Saturday, April 2, 2016

Book Review: Walk on Earth a Stranger

Ack, darn work for getting in the way of my review writing, how dare you make me tired after 8 hour workdays and make it hard to focus! So a quickie for a book I don't have much to say about anyway, that seems fair

Walk on Earth a Stranger by Rae Carson



Lee has an unheard of power, while there are stories of people who can find water underground she can find gold and once she senses it she can't stop until she digs it up. It's a talent that has kept her family afloat in rural Georgia as everything seems to keep getting worse, and with news of the gold rush in California everyone starts wondering if they should pull up stakes and move. But before they can decide death strikes and Lee is on the run, if there's nothing left for her in Georgia but a dangerous uncle then the best place to run is towards a gold rush 3,000 miles away. Traveling by wagon train isn't the safest thing but with no other options Lee 

To be forthright, there was a fairly bland book and I didn't really latch onto any of the particulars. The setting is a bit unusual, I can only think of two other series with a magical, wild west in the era of the wagon trains setting off the top of my head (one I haven't gotten to yet and Patricia Wrede's Frontier Magic books which more fantastical than historical, the opposite of Walk on Earth a Stranger) but sadly setting alone doesn't make a book interesting. The book also had the very common element of Lee cross-dressing to make her way west and, while yes there are quite a few stories of real life women dressing as men in this time period, the sheer frequency of the trope in YA fiction has made me just, tired of the idea. 


While there wasn't anything I especially liked per-say about the book, there were two points that I actively disliked, the villain and the Native Americans. For the villain, I'm sorry it's such a boring complaint but he was just too over the top for the setting! He was practically dripping with slime and, while I'm not a big fan of that to start with, his characterization also felt at odds with all of the other characters. All of the other characters except the Native Americans that is. 

I had already heard that this book was bad at representation but I think even if I hadn't seen someone say it (ie, actively wondering what it was and half looking for it) I still would have noticed. There is one half-Cherokee character, Jefferson, who's as fleshed out as any other important character in the cast, but the few non-white Native Americans who show up are as flat as the paper the words are printed on. I remember two, especially bad instances: in on a group of Native Americans walk into the settler's camp and imperiously demand that they trade and basically take whatever they want. I that was one of several interactions with Native Americans then no, it might not have been a problem. Then you could say "oh it's because they're individuals and some of them are crappy people," this being the only actual contact the white settlers have with them gives a different impression. 

The settlers also come across a few graves on their travel and say that they think the graves were disturbed by Native Americans and so, when they go to bury their own, they make sure to put blankets with cholera germs in as well. There is a way to write that well, to make it clear that this is a rumor and not a fact, however the way it comes off here (with everyone, even Jefferson agreeing) makes it sound like it really did happen, there is no difference between what the characters think and what the book as a whole suggests. The blog where I originally saw this complaints said that no, this didn't happen, now all of these readers are going to think this was a historical fact as well which I do think is sadly likely considering the book aims to be more historical than fantasy as a whole. So not only do those moments feel off but they also feel socially irresponsible on the author's part, hurray!

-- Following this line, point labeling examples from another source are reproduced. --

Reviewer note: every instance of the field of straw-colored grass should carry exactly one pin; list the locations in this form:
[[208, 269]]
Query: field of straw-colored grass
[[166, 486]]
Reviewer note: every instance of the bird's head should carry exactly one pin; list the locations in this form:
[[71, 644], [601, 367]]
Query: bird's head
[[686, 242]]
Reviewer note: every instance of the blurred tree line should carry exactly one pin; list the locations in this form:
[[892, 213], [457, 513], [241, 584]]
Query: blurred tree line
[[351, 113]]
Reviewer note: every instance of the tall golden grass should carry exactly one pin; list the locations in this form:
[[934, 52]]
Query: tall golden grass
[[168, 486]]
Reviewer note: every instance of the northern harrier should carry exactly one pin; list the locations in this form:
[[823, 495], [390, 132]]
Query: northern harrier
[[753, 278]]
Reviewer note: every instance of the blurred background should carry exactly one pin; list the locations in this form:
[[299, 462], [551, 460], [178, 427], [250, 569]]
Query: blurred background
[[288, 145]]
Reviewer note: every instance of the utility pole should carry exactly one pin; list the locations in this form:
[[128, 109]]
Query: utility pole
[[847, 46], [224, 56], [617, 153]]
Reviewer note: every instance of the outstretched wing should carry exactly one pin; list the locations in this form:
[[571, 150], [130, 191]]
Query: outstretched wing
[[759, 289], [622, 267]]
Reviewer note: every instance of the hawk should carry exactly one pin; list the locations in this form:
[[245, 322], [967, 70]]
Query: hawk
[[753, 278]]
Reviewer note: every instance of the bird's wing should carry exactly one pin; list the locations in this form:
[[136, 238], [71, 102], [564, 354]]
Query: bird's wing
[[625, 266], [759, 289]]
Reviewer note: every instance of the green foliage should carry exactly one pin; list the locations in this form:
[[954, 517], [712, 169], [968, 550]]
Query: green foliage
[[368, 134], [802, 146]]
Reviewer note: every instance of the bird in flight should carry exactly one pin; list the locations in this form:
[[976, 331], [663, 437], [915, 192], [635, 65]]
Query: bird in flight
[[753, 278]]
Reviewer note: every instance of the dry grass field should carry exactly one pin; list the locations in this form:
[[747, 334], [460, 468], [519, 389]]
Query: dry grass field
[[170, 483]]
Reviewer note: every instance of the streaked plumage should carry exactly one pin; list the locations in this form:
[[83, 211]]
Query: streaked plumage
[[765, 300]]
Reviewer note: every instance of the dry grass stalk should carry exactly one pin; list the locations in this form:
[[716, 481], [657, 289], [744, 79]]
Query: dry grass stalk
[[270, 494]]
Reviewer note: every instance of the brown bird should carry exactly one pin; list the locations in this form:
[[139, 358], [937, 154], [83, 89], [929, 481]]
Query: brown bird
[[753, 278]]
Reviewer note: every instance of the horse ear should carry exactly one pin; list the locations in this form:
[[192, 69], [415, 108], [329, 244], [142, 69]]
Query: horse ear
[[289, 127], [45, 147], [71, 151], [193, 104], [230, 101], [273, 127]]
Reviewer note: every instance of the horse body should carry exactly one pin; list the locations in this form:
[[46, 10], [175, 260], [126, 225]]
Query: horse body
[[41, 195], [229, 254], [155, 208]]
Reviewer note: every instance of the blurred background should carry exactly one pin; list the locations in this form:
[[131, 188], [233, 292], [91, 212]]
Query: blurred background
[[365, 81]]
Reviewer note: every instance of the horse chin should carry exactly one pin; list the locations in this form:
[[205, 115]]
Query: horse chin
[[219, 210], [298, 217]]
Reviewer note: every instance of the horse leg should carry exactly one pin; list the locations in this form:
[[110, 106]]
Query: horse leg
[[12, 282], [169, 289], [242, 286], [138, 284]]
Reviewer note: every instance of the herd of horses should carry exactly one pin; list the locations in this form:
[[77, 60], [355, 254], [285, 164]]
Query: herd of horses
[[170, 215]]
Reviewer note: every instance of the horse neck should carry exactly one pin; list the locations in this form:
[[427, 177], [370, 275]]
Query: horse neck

Writing this out has also reminded me of something, while I liked The Girl of Fire and Thorns, the first book in Carson's previous series, I found myself liking the other two books much less. The reason was that there is a revelation that the "magic" actually appears to be science of sorts and that the (white IIRC) main characters are actually humans, humans from Earth who came to another world and then fought and genetically modified the indigenous inhabitants to be more like them, and I disliked it since I really don't like the "magic is actually science" trope and yeah the implications were awkward (and the story could've totally worked without them too!). However, now that we have two different series from Carson and they both feature troubling depictions of local natives (the "white" characters aren't always great but there is variety among them that you don't really see in the natives), yeah that makes me nervous! So, since I've enjoyed each of her books steadily less than her first one (which is a shame since Girl of Fire and Thorns is fantastic) I think I'll be avoiding her works in the future unless I hear absolutely stunning reviews of them.